Check out my first novel, midnight's simulacra!

Visualization

From dankwiki

My current home metrics + visualization stack is self-hosted Grafana OSS atop a Prometheus time series database. Prometheus is fed by mqtt2prometheus, which reads Mosquitto-brokered metrics from my bespoke scripts and various IoT devices. Grafana also ingests SNMP from my switches via its own snmp_exporter. I was originally using Prometheus's node_exporter, but thought it horribly heavyweight and kicked that bitch to the curb.

At Microsoft, I use Grafana atop an otherwise custom stack. At Google, I used an entirely custom stack because hey, SWEs gotta get promoted, and the authors of Monarch weren't gonna demonstrate complexity by adapting standard open source tooling.

Data sources

I've got an ESP8266-powered Sonoff S31 smart plug on pretty much every outlet plate. They can be found for less than $20 on sale and consume negligible parasitic power. The vendor firmware is cursed, and ought be immediately replaced with open source Tasmota (this takes about ten minutes per device). Once this is done, enable MQTT. From these, I sample wattage, AC voltage, and wireless quality.

24 hour history of AC voltages in my condo

On each machine, I run a script (from systemd, of course) that periodically samples a bunch of crap, marshals it into JSON with jq, and then sends it off as a unit with mosquitto_pub. Try to get everything for a single machine into a single block so as not to make more than one TLS connection per sampling period (note that this means all metrics will arrive under one topic, which might not jive with your schema). I run with a 15s quantua across all my devices.
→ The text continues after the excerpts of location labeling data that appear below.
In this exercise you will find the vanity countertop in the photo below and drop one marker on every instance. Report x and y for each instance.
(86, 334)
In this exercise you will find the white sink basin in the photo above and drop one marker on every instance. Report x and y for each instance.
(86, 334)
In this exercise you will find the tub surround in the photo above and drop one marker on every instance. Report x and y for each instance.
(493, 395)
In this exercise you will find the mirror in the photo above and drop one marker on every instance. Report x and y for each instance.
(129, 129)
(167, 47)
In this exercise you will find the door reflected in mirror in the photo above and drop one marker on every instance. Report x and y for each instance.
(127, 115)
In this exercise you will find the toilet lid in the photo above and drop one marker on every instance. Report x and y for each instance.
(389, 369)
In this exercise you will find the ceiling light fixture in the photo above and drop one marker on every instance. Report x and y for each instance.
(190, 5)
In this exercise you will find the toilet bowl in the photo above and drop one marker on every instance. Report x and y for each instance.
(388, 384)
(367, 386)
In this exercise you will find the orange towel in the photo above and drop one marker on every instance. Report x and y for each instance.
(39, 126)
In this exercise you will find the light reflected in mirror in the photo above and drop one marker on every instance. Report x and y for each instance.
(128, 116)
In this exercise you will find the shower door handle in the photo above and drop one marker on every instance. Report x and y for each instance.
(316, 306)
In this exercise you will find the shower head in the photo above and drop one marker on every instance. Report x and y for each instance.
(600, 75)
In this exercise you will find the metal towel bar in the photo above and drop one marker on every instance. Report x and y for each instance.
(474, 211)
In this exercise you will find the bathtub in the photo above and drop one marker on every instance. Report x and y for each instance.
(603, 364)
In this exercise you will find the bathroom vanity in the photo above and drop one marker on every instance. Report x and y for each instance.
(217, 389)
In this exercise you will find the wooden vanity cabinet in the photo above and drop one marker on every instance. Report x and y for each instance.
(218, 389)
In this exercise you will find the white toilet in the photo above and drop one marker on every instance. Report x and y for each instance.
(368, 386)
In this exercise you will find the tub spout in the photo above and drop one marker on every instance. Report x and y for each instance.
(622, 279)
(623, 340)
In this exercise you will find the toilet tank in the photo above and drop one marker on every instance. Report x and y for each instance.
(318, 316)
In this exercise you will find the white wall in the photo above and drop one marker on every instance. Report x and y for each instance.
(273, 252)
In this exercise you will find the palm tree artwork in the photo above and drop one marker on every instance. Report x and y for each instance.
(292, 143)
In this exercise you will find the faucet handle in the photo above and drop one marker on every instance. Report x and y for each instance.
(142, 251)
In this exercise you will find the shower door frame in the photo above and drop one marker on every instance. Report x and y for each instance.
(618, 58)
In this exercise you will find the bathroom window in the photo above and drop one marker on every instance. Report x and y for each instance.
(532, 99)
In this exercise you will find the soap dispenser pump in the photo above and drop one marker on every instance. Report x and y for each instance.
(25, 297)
I recommend being liberal but loud in the face of sampling errors; ideally, errors in sampling will themselves be graphed, and brought to your immediate attention without breaking the device's reporting entirely.

For different machines, supply a different --id to mosquitto_pub. This will allow you to differentiate them via the sensor label in Grafana.

Prometheus

By default, your databases will be in /var/lib/prometheus. The initial retention size and time, at least on Debian, are ridiculously small. Edit /etc/default/prometheus and add something like --storage.tsdb.retention.size=10GB --storage.tsdb.retention.time=10y to ARGS. I don't know whether Prometheus gets slow when it hits these sizes/ages, but I do know it sucks to go look at your data and find out you're only retaining two months' worth. I currently (2023-06) have ~600MB across six months, and have seen no issues.

By default, Prometheus provides a data explorer UI and API on port 9090. Exporters (e.g. snmp_exporter) usually run their own UIs/APIs on their own ports (e.g. 9116 for snmp_exporter).

mqtt2prometheus

SNMP

Debian's prometheus-snmp-exporter package provides prometheus-snmp-generator and the prometheus-snmp-exporter server. The former is used to build /etc/prometheus/snmp.yml. The package cannot Depend on snmp-mibs-downloader due to this package being in non-free, but you'll want it for the download-mibs script.

Grafana

Grafana strongly encourages you to run their "Enterprise Edition", so naturally I chose otherwise. The "OSS Edition" can be downloaded here. I don't really know anything about the difference between the two, and simply trust "OSS" more than I do "Enterprise". Unlike Prometheus, Grafana does not appear to be naturally available in Debian, but I've run into no problems with their deb on Unstable.